Wheat today is completely different from the wheat we ate back in the day.
First of all, it is processed differently. New techniques in grain processing in the late 19th century made it possible to create massive amounts of refined wheat for a low cost.
We are now able to separate the nutritious components of the grain (the bran and germ) away from the endosperm, where most of the starchy carbs are contained
This led to an obvious reduction in nutrient density and gave refined wheat the ability to spike blood sugar very fast.

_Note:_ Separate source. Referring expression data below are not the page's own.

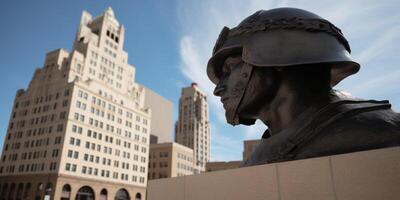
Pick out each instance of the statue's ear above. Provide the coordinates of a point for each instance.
(247, 122)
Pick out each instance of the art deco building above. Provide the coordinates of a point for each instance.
(248, 147)
(192, 128)
(162, 126)
(217, 166)
(80, 130)
(170, 160)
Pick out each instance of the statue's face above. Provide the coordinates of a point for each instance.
(260, 90)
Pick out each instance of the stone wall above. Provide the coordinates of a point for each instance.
(366, 175)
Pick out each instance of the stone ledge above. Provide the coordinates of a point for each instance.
(366, 175)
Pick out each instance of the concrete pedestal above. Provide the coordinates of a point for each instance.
(366, 175)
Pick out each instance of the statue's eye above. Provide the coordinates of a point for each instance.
(226, 69)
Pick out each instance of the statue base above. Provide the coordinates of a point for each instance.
(365, 175)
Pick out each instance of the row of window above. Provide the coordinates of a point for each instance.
(103, 173)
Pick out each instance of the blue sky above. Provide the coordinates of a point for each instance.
(169, 43)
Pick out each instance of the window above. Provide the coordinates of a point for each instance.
(67, 167)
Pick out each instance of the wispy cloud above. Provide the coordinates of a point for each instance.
(372, 27)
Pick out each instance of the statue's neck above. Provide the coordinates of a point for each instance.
(288, 105)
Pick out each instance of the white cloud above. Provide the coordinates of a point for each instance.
(372, 27)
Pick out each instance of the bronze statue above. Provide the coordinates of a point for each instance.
(279, 66)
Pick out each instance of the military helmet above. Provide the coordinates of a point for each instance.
(284, 37)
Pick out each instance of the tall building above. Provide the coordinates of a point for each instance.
(218, 166)
(162, 126)
(192, 128)
(170, 159)
(248, 147)
(80, 130)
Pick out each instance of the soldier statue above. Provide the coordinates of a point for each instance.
(280, 66)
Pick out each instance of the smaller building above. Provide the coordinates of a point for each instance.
(161, 129)
(217, 166)
(170, 160)
(248, 147)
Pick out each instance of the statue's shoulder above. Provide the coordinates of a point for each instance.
(363, 126)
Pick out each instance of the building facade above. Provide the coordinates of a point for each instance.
(170, 159)
(192, 128)
(217, 166)
(248, 147)
(162, 127)
(81, 129)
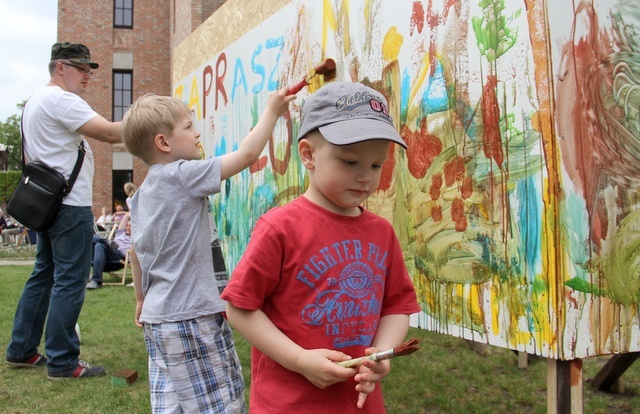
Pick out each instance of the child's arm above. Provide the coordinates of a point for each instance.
(252, 145)
(392, 330)
(316, 365)
(136, 270)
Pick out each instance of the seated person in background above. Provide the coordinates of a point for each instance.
(104, 219)
(104, 254)
(129, 189)
(3, 222)
(119, 213)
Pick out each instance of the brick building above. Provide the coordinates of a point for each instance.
(133, 42)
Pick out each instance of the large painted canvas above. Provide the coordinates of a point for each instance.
(516, 200)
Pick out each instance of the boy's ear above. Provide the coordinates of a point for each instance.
(161, 143)
(305, 149)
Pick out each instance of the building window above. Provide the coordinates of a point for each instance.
(123, 13)
(122, 93)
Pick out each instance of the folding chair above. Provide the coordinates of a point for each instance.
(118, 270)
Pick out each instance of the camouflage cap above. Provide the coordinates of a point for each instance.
(74, 52)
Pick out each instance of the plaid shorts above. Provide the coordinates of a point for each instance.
(194, 367)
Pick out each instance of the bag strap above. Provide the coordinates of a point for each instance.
(76, 168)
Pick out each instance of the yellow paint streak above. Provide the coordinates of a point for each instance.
(552, 259)
(495, 310)
(422, 75)
(194, 98)
(332, 22)
(178, 92)
(391, 44)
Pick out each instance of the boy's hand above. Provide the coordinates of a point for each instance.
(138, 312)
(369, 373)
(278, 102)
(320, 368)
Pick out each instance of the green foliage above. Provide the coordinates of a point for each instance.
(445, 376)
(10, 137)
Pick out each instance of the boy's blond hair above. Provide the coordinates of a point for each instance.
(149, 116)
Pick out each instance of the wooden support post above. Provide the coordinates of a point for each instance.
(523, 360)
(564, 387)
(608, 378)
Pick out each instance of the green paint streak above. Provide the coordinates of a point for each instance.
(582, 285)
(621, 267)
(493, 32)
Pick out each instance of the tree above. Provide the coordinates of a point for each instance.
(11, 140)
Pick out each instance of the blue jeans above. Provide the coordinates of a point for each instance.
(105, 259)
(56, 288)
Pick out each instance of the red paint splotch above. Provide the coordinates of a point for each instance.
(436, 184)
(491, 140)
(457, 214)
(436, 213)
(423, 147)
(417, 18)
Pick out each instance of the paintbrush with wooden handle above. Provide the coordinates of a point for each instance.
(327, 68)
(406, 348)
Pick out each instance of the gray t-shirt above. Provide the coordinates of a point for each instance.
(172, 238)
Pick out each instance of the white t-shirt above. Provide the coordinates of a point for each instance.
(51, 118)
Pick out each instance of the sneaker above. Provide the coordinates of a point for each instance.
(38, 360)
(94, 285)
(82, 370)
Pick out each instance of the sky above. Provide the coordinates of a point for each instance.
(28, 28)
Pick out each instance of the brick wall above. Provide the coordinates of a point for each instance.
(91, 23)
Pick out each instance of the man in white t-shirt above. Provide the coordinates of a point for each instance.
(55, 122)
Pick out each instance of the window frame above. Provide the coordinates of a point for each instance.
(118, 103)
(126, 23)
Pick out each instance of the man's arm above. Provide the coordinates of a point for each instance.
(102, 130)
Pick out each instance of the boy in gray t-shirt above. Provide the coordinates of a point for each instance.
(193, 364)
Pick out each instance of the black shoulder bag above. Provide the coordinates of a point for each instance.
(40, 191)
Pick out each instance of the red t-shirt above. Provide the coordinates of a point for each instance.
(324, 280)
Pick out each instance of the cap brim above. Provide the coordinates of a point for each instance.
(353, 131)
(94, 65)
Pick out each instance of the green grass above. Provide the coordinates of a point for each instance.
(13, 252)
(445, 376)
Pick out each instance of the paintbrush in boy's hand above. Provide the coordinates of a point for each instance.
(406, 348)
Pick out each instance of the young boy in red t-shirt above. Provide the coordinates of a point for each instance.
(323, 279)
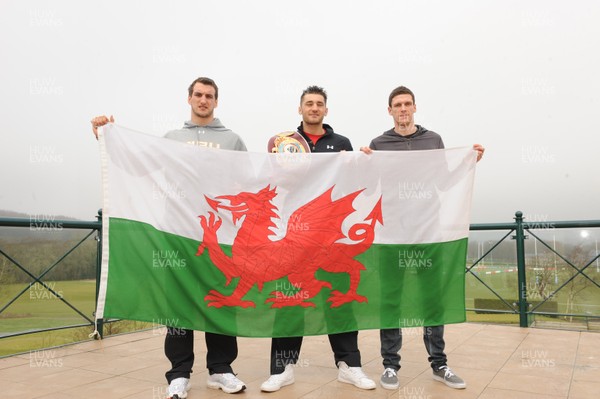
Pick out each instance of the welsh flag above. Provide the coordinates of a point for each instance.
(273, 245)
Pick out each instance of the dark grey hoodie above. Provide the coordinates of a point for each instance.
(213, 135)
(422, 139)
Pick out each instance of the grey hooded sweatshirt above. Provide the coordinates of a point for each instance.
(213, 135)
(422, 139)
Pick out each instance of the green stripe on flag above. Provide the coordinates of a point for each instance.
(156, 277)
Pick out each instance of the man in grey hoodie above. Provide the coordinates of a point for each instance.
(207, 131)
(408, 136)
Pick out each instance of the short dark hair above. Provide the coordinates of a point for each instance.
(400, 90)
(314, 90)
(204, 81)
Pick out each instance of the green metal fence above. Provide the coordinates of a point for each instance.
(517, 231)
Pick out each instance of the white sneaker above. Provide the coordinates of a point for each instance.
(227, 382)
(354, 376)
(277, 381)
(389, 379)
(178, 388)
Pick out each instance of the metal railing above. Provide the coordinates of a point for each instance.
(54, 225)
(519, 227)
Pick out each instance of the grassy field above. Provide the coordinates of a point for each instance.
(38, 308)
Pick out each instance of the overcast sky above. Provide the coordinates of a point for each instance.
(520, 77)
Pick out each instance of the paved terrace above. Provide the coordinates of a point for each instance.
(496, 362)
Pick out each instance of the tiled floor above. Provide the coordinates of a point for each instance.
(496, 362)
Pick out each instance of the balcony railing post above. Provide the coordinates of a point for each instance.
(522, 278)
(99, 322)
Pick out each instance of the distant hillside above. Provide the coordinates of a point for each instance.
(12, 214)
(38, 229)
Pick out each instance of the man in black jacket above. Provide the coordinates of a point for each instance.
(286, 351)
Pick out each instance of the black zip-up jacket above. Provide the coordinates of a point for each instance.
(330, 142)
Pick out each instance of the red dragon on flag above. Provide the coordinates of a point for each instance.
(257, 259)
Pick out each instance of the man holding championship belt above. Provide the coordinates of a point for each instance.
(314, 136)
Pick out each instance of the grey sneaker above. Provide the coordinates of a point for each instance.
(227, 382)
(389, 379)
(445, 375)
(178, 388)
(354, 376)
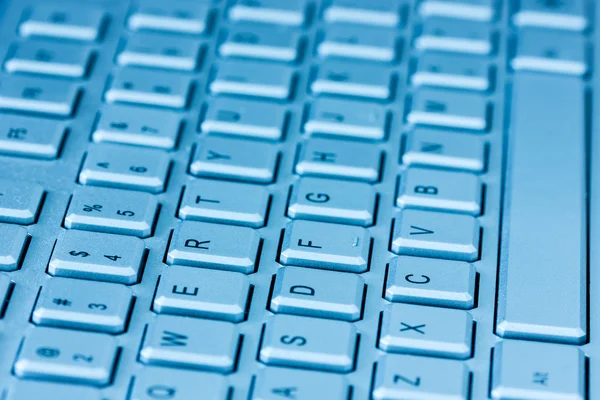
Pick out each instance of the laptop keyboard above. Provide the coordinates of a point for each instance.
(267, 199)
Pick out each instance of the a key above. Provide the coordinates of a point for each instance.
(58, 21)
(260, 42)
(316, 293)
(329, 246)
(446, 109)
(191, 343)
(311, 343)
(337, 159)
(65, 355)
(154, 50)
(254, 79)
(112, 211)
(371, 44)
(436, 148)
(549, 303)
(452, 71)
(137, 126)
(427, 281)
(328, 200)
(235, 159)
(19, 201)
(48, 58)
(224, 202)
(174, 16)
(152, 383)
(38, 95)
(200, 244)
(119, 166)
(290, 12)
(411, 377)
(347, 119)
(150, 88)
(244, 118)
(534, 371)
(273, 382)
(340, 78)
(97, 257)
(550, 51)
(435, 190)
(203, 293)
(456, 36)
(436, 235)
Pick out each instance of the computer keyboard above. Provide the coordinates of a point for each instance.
(298, 199)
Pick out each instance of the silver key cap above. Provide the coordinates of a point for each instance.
(112, 211)
(420, 378)
(203, 293)
(316, 293)
(137, 126)
(38, 95)
(200, 244)
(245, 118)
(118, 166)
(537, 371)
(44, 58)
(191, 343)
(235, 159)
(150, 88)
(328, 246)
(427, 281)
(97, 257)
(328, 200)
(347, 119)
(65, 355)
(19, 201)
(337, 159)
(436, 235)
(310, 343)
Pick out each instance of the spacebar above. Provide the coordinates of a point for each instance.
(542, 281)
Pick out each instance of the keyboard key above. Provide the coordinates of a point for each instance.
(316, 293)
(328, 246)
(112, 211)
(436, 235)
(311, 343)
(38, 95)
(19, 201)
(191, 343)
(347, 119)
(337, 159)
(118, 166)
(333, 201)
(225, 202)
(47, 58)
(97, 257)
(410, 377)
(150, 88)
(137, 126)
(250, 78)
(429, 189)
(64, 355)
(63, 22)
(152, 383)
(200, 244)
(203, 293)
(447, 109)
(245, 118)
(531, 371)
(427, 281)
(434, 148)
(242, 160)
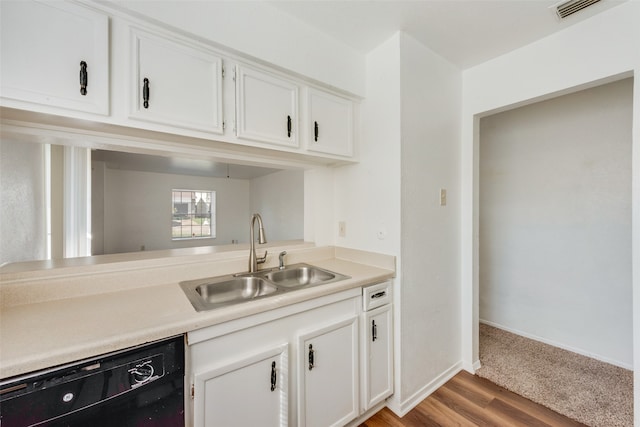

But we also used to prepare our grains differently. They were soaked, sprouted, fermented and bread was baked using slow rise yeast.
Sprouting and fermenting grains leads to many beneficial effects. It increases the amino acid lysine, reduces anti-nutrients (like phytic acid and lectins), disables enzyme inhibitors and makes nutrients more accessible (1, 2, 3, 4, 5).
Today, the flour is bleached and the bread is baked with quick rise yeast. The grains certainly aren’t soaked, sprouted or fermented.
Based on these factors alone, it is clear that the bread and pasta we are eating today is very different from the traditionally prepared wheat we have been eating for thousands of years
The plants that wheat is made from are not all the same.
There are different breeds of wheat… just like there are many different breeds of dogs (a Chihuahua is very different from a German Shepherd, for example).
Back in the day, we used to consume ancient varieties like Emmer, Einkorn and Kamut.
However, almost all of the wheat eaten today is high-yield dwarf wheat, which was developed by cross-breeding and crude genetic manipulation around the year 1960.
Dwarf wheat has shorter stems and a much greater yield. Therefore it is much, much cheaper than the older varieties and more economically feasible.
The benefits of a high-yield crop are obvious, but we are now learning that there were some major downsides to this as well.
Specifically, modern wheat has some subtle but important differences in its nutrient and protein composition.